En dos minutos ya eran 20 carros, entre ellos un carrotanque que desocuparon y un camión lleno de ladrillos que repartieron. Dieron paso a una ambulancia y a dos camiones del Ejército. Cinco minutos después, los soldaditos regresaron a toda velocidad viendo que seguía concentrándose más y más gente en la carretera. Iban asustados y sudorosos. Me atreví a preguntarle a uno de los manifestantes de dónde venían y me respondió: “A usted qué le importa, pregúnteme más bien a qué venimos”.
Se lo pregunté: “A quedarnos”, me respondió con calma. Era evidente: algunos traían ollas y otros, costales con yuca y plátano. No vi niños, como dijo después la Policía, y había pocas mujeres, la mayoría indígenas. Los pasajeros, que éramos ya peatones, comenzamos a caminar con nuestros bártulos cuando vimos dos aviones militares sobre lo que ya era un monumental trancón. Al rato llegó un helicóptero. El culillo aumentaba a lo largo de la vía; todos sabíamos que en cualquier momento llegarían las cuadrillas del Esmad con sus granadas y su violencia. El miedo se transformaba en rabia y en ganas de pelear.
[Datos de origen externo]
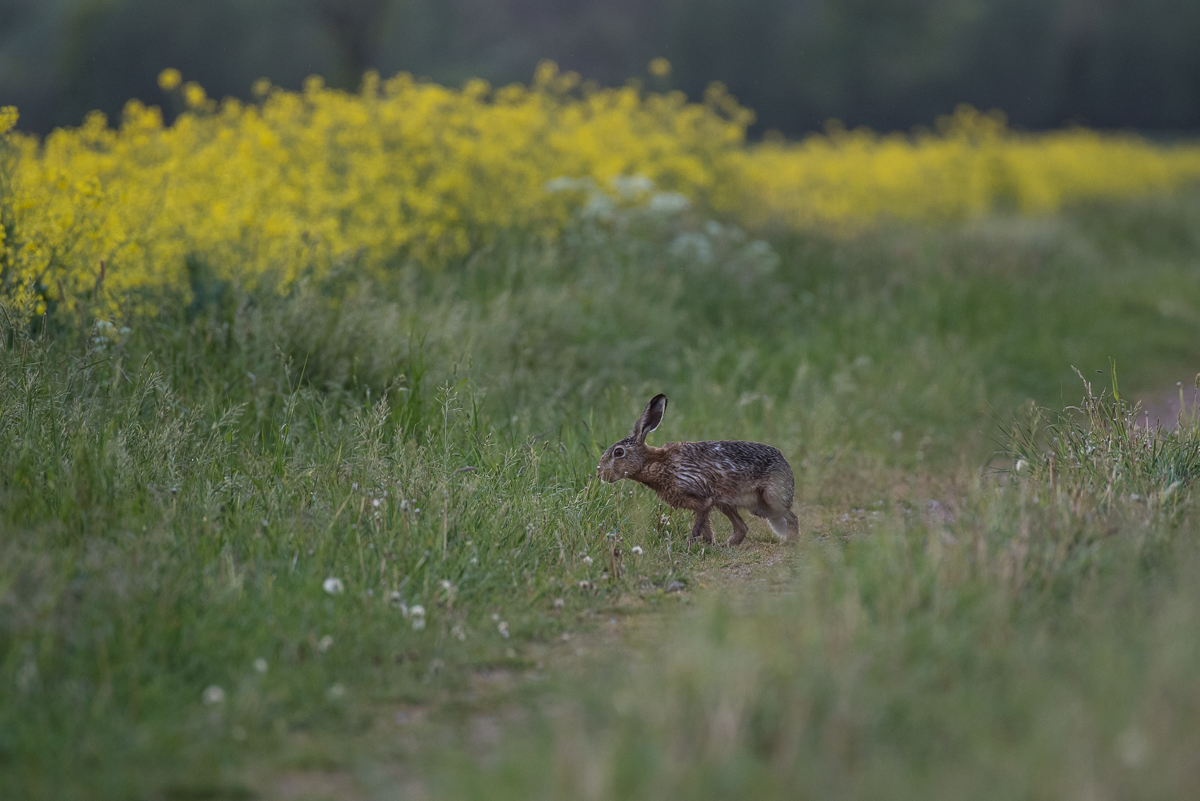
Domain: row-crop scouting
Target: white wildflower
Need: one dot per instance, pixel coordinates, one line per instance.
(417, 613)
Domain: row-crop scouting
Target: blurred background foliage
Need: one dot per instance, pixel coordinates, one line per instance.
(885, 64)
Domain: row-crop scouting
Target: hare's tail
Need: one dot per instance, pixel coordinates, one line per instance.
(777, 507)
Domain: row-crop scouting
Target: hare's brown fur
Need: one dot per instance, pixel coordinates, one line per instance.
(726, 475)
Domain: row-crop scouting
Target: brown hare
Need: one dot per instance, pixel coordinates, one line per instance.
(702, 476)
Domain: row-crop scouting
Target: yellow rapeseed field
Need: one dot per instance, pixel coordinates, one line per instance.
(322, 179)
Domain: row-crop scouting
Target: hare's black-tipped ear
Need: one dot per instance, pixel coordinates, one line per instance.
(651, 417)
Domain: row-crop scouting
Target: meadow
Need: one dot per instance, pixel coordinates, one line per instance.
(291, 517)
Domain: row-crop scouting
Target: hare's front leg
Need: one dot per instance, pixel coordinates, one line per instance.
(702, 529)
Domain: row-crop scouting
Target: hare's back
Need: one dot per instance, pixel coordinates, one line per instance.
(733, 462)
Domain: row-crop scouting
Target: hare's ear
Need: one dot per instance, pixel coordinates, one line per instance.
(651, 417)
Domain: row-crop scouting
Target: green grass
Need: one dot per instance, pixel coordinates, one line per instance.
(174, 497)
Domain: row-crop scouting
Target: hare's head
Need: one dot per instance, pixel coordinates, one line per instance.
(624, 458)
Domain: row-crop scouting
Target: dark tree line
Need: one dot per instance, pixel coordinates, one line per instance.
(887, 64)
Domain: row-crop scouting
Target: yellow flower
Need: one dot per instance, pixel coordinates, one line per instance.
(169, 79)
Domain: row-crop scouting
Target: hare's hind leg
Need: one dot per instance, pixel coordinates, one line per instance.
(739, 525)
(702, 529)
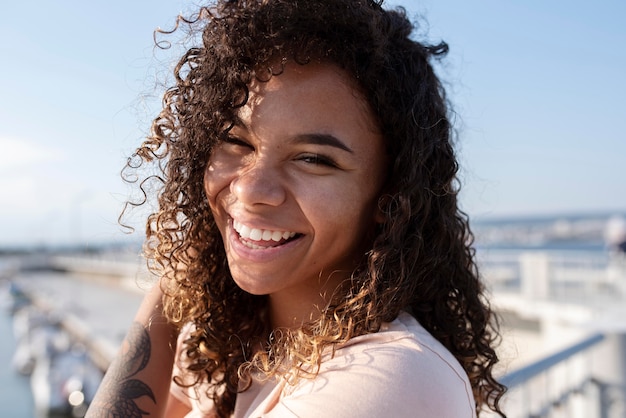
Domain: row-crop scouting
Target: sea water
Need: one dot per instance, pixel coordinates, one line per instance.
(16, 400)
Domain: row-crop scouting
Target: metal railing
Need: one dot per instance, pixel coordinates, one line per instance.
(559, 385)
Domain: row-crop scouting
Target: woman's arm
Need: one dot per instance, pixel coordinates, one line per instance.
(137, 382)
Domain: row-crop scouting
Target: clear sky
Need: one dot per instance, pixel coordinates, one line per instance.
(538, 88)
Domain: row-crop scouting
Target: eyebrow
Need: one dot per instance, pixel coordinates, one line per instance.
(322, 139)
(311, 138)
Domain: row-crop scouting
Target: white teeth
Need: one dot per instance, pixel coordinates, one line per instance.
(255, 234)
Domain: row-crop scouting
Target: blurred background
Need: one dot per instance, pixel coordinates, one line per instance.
(539, 99)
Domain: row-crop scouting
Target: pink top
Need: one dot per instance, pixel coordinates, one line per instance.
(400, 371)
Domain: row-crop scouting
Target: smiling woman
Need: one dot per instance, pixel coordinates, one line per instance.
(312, 255)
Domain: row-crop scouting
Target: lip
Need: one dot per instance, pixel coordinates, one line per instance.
(258, 255)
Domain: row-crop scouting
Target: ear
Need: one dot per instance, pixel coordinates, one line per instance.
(382, 208)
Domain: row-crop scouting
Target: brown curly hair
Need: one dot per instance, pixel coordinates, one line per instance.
(421, 259)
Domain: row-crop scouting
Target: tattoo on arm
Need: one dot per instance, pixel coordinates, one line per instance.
(119, 389)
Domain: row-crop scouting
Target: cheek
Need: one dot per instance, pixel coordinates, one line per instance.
(215, 180)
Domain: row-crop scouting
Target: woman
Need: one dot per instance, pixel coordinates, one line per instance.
(313, 257)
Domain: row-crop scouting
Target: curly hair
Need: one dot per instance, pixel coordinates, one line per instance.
(421, 259)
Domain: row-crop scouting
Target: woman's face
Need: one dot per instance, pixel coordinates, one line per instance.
(294, 188)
Las negritudes venían a pie desde Suárez y Buenos Aires, regiones mineras donde se explota el oro con batea desde hace cuatro siglos; hace unos años les construyeron la hidroeléctrica de Salvajina, que les quitó tierras y minas. Ahora, las retroexcavadoras explotan lechos de quebradas y los paramilitares vuelven a rondar sembrando el terror para que las comunidades terminen por aceptar la entrada de las grandes mineras.
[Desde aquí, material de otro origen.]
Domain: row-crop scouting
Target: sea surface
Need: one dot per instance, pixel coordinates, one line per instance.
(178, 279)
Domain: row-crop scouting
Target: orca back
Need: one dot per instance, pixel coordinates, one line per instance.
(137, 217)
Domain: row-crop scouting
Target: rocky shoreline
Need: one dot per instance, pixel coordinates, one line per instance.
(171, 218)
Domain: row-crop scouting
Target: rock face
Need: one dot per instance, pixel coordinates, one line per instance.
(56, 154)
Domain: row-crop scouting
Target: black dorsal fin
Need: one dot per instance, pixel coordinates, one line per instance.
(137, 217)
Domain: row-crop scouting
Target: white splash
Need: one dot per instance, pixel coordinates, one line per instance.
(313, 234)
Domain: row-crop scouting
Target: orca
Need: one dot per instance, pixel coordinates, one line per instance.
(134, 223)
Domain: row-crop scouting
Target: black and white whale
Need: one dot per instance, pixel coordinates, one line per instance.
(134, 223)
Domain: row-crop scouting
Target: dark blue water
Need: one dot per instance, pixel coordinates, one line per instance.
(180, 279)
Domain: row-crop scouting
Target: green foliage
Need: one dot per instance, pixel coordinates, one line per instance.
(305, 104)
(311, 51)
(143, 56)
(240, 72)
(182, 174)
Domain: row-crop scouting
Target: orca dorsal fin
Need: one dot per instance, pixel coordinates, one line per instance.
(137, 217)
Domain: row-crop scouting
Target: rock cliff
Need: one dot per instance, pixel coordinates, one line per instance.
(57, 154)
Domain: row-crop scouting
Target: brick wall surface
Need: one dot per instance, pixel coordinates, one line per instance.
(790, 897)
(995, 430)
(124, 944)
Los indígenas nasas, que le han mostrado al país la fuerza organizativa que tienen, están en la carretera más como campesinos que como indígenas, en el sentido de que no sólo reclaman para sus resguardos las tierras de Cartón Colombia, sino también precios de sustentación para sus productos, crédito subsidiado, desmonte de los monopolios de los insumos agrícolas, libertad de comercio para sus semillas ancestrales, vías para sacar sus cosechas y, sobre todo, desmilitarización de las regiones.

El país hierve de fiebre. Los “labriegos” de Boyacá, que no salían a pelear desde la batalla del Pantano de Vargas; los cafeteros de Chinchiná; los lecheros de Ubaté; los paperos de Ipiales; los alverjeros de Sumapaz y los cacaoteros de Santander, todos salen, atraviesan troncos y se enfrentan a las tropas del Gobierno, cansados de las protestas pacíficas, de los pliegos de petición, de las respetuosas solicitudes burladas.

Los gobiernos, con el incumplimiento sistemático y deliberado de los acuerdos que firman con los campesinos y con el cumplimiento estricto de los acuerdos que firman con EE. UU., Europa, Corea, han obligado a la gente a las vías de hecho, a enfrentarse con las fuerzas armadas, para luego argumentar con cinismo que los labriegos están siendo utilizados por la guerrilla. Desprecian a la gente al mostrarla como una masa estúpida, ignorante y maleable, susceptible siempre de ser manejada por los agentes del mal, y por eso son capaces de firmar los TLC pensando sólo en los intereses de los “agentes del bien”.

Todo parece indicar que la “tortilla se les volteó”, como cantábamos hace 50 años —¡medio siglo!— cuando entramos los buses a la Universidad Nacional, en agosto de 1963. Casualmente recordaba las pedreas de aquellos años arrastrando un maletín de rueditas por la vía Panamericana, saltando troncos, esquivando torpedos de los manifestantes y bombas de la fuerza pública, la que mucho tiene de lo primero y nada de lo segundo.